Having that eight hour, I wasn't eating enough protein because protein is very filling. So then I up my protein intake, but then I realized the other problem that comes after is that I usually just have two meals within that eight hours, having two meals. to shove 200 grams of protein in, that's a hundred grams each.

Then I looked at the studies, you can't even really use up that protein for muscle synthesis more than, 50, 60 grams at a time. And optimally it's like 25 to 30 grams, at least one review study that I w I read. So then I realized, even though I'm having enough, quote unquote, enough protein, I am not fully optimizing the assimilation of that protein into my recovery and my muscle building.

So now I can't, I'm back to just normal, breakfast, lunch. Maybe a pre workout meal and then dinner almost like a full meal to try and fix my metabolism. So have you, again, this is my personal experience. It's not from any study. It's something that I realized what I was doing that. Was not in line with my lifestyle and my goals, right?

Dr. Anthony Balduzzi:

What's your protein? What's your protein target, by the way? Just so I'm curious you go in like 1. 5 to 1. 5 to 2 grams per kg

Dr. Latt Mansor:

Like I don't think I'm doing 1. 2. I believe

Dr. Anthony Balduzzi:

Okay. Got it is that something that you have observed as well with people with your clients? Yeah,

I think it actually happens I observe it more in women than men the, this kind of the adaptation to the IF where it becomes problematic to get that amount of food in and the metabolism seems to become a little more resistant to it.

But I, again, I think the 24 hour fast is an interesting concept or even pushing it to 36, where you can get this pulse of this, like deeply catabolic and beneficial metabolism. Once in a while, but then you go back to normal. Yes. And I still think I love the breakfast, lunch, snack, and dinner framework, it works really well because in that framework, you are having meals that are having roughly 30 to 40 grams of protein, more or less spread across dinner might have 60 breakfast might have 40 lunch might have 30 and as free workout snack of 15.
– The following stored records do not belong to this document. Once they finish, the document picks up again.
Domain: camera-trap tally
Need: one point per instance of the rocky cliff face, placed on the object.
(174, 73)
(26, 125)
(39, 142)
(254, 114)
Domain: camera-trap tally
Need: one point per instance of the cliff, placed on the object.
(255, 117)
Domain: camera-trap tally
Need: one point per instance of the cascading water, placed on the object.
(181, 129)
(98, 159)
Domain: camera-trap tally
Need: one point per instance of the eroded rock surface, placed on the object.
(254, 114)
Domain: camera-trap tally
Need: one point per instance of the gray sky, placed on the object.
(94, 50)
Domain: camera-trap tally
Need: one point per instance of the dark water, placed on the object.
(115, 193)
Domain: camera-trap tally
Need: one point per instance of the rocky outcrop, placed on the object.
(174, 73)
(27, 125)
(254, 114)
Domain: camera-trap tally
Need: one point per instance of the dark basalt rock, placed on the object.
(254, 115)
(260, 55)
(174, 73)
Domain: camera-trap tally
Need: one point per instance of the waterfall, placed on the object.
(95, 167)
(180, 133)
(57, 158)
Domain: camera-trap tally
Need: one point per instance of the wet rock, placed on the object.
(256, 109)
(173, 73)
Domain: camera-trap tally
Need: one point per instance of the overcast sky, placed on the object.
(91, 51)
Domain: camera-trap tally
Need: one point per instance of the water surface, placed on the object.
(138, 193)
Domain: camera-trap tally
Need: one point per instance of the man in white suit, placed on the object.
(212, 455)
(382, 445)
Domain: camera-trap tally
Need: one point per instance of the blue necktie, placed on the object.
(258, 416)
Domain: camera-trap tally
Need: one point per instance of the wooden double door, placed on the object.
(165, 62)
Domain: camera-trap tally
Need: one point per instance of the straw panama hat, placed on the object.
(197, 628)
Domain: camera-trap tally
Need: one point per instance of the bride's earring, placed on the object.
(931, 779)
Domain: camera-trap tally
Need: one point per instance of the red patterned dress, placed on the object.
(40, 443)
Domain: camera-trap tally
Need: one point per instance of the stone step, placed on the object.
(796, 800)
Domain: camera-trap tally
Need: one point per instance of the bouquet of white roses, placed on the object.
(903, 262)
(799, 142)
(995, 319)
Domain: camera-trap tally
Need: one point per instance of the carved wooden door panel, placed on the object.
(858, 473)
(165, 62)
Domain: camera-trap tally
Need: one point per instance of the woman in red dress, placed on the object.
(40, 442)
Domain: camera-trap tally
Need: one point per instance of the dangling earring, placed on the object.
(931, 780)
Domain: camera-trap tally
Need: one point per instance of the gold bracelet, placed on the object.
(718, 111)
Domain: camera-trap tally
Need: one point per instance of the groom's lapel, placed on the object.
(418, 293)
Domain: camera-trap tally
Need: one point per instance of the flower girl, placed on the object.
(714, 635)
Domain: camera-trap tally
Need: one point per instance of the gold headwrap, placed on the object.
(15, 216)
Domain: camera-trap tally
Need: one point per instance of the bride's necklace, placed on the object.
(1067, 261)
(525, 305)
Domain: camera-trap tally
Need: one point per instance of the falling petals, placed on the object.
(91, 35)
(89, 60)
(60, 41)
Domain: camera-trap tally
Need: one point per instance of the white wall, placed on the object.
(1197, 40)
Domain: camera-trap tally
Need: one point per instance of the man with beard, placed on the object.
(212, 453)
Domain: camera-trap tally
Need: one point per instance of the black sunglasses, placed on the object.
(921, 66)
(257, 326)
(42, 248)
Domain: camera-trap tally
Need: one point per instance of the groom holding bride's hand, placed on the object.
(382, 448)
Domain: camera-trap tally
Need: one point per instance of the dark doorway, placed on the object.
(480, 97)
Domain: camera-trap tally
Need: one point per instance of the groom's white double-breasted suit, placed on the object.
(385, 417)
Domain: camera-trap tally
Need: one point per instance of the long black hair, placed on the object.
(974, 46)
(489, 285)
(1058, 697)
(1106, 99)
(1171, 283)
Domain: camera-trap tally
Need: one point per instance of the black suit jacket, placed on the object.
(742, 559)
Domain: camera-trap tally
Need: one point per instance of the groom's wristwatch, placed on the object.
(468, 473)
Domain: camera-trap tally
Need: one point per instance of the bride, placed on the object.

So it's you can nickel your way up pretty easily into that amount of protein. 

Dr. Latt Mansor:

Yeah. As, and as soon as I swapped that lifestyle over as well, there are certain things that I noticed my body was doing. One, I was having more energy. I definitely feel more energetic. I feel that I could push more at the gym.

And secondly, I feel objectively warmer. 

Dr. Anthony Balduzzi:

Yeah. There's more thermogenesis happening. Yeah. 

Dr. Latt Mansor:

Which I was like this has to be a placebo after a week. I'm like, no, I can't, I literally can't fall asleep. Without the fan on because I was just sweating out at night. And I was like, yeah, my body temperature significantly increased.

So we'll see. I'm still experimenting.